The theory culminates in a post entitled "How to Kill a Trademark" which focuses on prior use of the term "netbook" and suggests that if you "wield enough power [you] can bypass trademark protection", as per Intel's "deliberate campaign to genericize another entity's trademarked name". The fatal flaw with this theory is that a trademark requires continuous use and this one had been abandoned, both instantaneously and indefinitely by way of the End-of-Life notice (meaning "vendor will no longer be marketing, selling, or promoting a particular product") and for longer than the 3 year limit on non-use.
Were the trademark still in use and had they acted in a reasonable period then it is very likely that Intel (and pretty much everyone else using the term) would have found themselves in a good deal of trouble. Even the smallest firm with a valid, in-use trademark could have enforced this given the probability of success (lawyers will take on this sort of a fight if there's a virtually guaranteed payout at the end). However had Psion made a stink earlier in the year they likely would have been attacked by someone like Dell on the basis of abandonment then rather than now. There are similarities here with the Cisco/Apple settlement over the iPhone trademark.

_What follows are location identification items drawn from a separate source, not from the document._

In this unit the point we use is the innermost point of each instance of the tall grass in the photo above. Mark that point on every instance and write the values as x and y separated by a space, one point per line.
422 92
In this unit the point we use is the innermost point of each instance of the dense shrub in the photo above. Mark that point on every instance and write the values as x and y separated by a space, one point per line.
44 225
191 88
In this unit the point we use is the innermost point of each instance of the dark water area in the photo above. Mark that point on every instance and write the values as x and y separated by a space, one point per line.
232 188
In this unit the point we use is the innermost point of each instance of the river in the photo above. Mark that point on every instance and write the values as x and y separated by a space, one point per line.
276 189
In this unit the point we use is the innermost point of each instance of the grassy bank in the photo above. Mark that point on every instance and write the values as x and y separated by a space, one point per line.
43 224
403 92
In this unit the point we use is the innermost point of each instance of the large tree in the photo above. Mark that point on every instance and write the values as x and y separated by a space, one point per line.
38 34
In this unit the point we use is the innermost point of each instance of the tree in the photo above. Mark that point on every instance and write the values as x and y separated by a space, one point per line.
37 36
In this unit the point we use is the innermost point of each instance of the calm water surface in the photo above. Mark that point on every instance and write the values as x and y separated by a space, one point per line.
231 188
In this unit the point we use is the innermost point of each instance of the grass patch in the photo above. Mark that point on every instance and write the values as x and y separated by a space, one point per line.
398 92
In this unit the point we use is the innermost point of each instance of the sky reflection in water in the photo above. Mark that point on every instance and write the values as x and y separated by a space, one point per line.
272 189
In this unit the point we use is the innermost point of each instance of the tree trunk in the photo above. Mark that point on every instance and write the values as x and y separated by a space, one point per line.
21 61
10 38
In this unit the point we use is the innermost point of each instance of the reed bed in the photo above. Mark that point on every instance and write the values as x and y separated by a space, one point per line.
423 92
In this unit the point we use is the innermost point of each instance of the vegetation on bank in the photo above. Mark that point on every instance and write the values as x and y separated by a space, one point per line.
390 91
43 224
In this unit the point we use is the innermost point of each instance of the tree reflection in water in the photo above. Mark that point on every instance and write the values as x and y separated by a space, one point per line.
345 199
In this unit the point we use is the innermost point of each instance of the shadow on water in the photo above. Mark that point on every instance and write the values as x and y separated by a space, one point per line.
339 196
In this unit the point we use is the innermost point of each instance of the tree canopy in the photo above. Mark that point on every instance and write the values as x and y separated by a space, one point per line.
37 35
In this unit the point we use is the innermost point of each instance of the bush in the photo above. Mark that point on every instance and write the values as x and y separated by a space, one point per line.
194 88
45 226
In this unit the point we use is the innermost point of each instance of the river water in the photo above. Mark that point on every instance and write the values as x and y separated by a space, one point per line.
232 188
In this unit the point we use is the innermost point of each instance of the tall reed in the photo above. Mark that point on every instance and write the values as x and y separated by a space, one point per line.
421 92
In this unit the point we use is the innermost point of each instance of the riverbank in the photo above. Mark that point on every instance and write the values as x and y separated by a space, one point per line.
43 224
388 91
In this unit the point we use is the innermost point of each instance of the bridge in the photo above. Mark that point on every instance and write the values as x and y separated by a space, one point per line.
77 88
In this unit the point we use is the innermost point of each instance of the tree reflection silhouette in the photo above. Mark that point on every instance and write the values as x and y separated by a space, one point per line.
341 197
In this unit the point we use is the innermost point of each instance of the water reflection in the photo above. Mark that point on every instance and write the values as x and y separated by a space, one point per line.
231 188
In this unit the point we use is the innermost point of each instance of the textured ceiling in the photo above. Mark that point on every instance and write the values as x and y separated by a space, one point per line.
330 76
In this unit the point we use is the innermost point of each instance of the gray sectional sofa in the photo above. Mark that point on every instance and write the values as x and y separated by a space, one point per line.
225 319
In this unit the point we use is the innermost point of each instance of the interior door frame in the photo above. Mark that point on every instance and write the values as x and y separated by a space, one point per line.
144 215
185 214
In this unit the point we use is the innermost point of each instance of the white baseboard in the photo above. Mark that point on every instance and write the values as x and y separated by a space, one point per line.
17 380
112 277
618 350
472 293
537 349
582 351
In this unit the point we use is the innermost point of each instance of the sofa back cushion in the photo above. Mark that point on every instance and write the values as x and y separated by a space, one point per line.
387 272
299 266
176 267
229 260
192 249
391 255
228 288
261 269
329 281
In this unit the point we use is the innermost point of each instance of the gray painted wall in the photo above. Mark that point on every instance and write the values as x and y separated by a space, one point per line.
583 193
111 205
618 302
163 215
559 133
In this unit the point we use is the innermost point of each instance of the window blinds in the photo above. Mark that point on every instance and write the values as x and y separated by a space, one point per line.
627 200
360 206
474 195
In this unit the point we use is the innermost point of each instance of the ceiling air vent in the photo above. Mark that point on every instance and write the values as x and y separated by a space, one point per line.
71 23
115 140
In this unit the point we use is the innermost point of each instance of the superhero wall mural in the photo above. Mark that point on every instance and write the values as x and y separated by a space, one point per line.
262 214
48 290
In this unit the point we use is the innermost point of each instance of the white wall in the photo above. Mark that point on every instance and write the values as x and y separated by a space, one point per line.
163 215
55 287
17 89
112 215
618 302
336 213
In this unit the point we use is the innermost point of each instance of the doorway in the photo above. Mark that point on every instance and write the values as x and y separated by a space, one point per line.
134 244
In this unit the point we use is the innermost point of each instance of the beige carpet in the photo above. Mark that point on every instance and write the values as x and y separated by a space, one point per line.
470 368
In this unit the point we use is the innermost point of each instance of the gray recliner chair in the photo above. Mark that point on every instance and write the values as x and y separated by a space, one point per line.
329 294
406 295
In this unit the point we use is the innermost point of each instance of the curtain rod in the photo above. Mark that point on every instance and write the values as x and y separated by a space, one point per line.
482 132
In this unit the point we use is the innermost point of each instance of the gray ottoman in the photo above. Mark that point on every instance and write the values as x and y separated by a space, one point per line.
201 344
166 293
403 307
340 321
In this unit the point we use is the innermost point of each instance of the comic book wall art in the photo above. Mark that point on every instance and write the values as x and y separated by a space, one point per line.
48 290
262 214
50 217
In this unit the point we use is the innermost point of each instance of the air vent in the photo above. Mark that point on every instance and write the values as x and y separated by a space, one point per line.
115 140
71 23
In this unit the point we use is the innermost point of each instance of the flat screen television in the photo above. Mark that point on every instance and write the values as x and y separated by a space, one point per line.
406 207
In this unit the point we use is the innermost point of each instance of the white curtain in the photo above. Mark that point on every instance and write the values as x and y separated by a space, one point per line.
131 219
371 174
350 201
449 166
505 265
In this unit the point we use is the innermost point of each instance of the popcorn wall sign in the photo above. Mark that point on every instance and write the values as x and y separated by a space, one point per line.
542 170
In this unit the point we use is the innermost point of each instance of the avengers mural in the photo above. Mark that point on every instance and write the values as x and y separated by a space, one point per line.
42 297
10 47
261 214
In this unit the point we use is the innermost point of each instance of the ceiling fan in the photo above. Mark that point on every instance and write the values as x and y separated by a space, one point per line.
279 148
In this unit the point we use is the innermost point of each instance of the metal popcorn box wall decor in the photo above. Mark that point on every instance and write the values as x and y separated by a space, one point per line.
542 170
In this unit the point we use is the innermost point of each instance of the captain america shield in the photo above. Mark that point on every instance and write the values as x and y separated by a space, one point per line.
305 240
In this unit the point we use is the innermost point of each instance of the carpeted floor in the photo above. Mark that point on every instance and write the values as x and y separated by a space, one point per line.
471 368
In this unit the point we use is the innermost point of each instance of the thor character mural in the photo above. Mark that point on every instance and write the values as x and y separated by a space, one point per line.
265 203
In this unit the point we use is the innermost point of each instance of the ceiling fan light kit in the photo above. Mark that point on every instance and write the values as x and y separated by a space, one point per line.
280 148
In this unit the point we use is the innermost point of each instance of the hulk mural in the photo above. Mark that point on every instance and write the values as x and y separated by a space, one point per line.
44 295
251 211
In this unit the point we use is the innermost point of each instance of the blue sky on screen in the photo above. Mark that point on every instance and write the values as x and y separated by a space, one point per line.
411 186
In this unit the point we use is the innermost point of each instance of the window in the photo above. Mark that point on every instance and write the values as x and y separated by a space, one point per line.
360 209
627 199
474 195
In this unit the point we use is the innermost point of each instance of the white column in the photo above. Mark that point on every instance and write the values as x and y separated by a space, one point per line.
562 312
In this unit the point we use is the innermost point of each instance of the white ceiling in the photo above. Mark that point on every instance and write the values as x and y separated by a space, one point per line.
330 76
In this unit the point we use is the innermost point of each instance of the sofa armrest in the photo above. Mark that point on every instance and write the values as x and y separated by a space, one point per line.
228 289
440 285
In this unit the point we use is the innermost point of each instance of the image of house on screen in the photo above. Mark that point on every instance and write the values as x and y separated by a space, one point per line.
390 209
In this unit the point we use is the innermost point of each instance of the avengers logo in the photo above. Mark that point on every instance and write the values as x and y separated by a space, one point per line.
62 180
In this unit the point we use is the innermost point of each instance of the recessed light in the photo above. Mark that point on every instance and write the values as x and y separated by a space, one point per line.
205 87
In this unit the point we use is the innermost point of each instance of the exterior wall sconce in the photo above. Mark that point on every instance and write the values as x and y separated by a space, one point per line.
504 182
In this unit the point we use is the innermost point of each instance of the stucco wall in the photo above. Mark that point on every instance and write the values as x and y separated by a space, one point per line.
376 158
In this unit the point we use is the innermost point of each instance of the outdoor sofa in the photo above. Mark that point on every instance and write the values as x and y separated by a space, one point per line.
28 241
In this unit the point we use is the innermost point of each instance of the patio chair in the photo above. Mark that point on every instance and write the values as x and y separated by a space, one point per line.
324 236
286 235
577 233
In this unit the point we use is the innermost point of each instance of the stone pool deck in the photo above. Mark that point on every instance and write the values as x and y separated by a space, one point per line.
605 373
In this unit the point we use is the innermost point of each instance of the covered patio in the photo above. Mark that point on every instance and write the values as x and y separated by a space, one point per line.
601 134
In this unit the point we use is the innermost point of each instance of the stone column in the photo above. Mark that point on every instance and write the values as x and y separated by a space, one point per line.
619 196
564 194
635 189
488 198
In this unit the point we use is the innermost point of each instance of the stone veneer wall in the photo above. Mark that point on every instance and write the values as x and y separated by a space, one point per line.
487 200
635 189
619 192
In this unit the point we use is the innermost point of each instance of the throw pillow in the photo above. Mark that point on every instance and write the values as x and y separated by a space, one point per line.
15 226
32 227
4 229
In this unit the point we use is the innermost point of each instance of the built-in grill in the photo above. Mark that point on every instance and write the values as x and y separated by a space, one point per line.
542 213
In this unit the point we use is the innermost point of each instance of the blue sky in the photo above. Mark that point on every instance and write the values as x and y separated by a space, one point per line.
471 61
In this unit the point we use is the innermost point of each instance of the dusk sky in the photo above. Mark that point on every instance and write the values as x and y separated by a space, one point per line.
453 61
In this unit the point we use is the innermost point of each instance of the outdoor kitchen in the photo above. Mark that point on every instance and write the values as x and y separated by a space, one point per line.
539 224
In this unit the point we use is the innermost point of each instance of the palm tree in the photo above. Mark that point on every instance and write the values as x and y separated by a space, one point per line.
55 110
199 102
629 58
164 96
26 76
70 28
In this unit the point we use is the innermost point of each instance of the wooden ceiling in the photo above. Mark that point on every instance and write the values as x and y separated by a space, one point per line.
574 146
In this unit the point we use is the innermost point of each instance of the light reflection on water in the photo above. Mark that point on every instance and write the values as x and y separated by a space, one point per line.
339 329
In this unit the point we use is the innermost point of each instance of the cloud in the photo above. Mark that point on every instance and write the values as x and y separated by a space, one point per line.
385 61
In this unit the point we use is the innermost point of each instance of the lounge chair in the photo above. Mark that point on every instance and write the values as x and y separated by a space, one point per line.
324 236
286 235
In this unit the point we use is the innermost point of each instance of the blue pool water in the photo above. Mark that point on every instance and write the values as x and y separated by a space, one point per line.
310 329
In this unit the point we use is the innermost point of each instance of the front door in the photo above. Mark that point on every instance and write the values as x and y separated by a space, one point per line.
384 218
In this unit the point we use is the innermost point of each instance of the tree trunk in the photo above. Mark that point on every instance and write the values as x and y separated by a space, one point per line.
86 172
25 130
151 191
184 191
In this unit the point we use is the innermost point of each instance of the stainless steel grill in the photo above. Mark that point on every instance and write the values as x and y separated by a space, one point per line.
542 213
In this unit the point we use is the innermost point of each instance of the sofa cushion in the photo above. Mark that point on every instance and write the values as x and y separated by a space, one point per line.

Note that the "reasonable period" is perhaps open to debate but what is sure is that it's shorter now in the days of the Internet than it was when the propagation rate of the mediums were slower (print, then radio, then television, now Internet). In the age of Twitter the entire lifecycle of a product can take place in the time it takes to even register a trademark and there are many things that can be done to modernise the rickety old trademark system. We're doing our bit in that we're working on surfacing "submarine" trademarks but this is just the beginning.
At the end of all this though, it simply doesn't matter. Intel may have thought they were clever by getting behind these new devices (and only they know their real motives with respect to OLPC), but to assume they could link entangle "netbook" with "atom" (so to speak) was perhaps a bit ambitious, if not downright dangerous. The same applies to Microsoft who tried valiantly to keep the netbooks in the UMPC/ULCPC box with arbitrary restrictions on things like screen size at a measly and arbitrary 10 inches.
I've been saying the whole time that "netbooks" are "Internet Notebooks". Given one of the key features for Internet productivity is screen size I am not at all surprised then to see the availability of full size netbooks out to 13.4" already, and manufacturers like Acer (just yesterday) pulling out of the sub-10" marketplace altogether. I'm also not surprised to see alternatives processors (most notably ARM based units like the Freescale) gearing up to take over the lion's share of sales by being cheaper and more energy efficient.
Just as Microsoft introduced the XMLHTTPRequest object which ultimately led to a thriving marketplace of web based cloud computing applications (e.g. Google Apps), Intel has unleashed a monster that could well devour a large part of its revenue. It will be almost impossible for the WinTel alliance to match the new breed of competitors (at least in their current form of Windows 7 Starter on Intel Atom) so they'll want to start thinking outside the box (like Windows Mobile 8 on XScale, except that they already sold it to focus on x86). Meanwhile AMD sees no future for [itself in] netbooks so the new kids on the block like Ubuntu Linux on Freescale currently have nothing to fear from the old school, let alone the infamous trademark.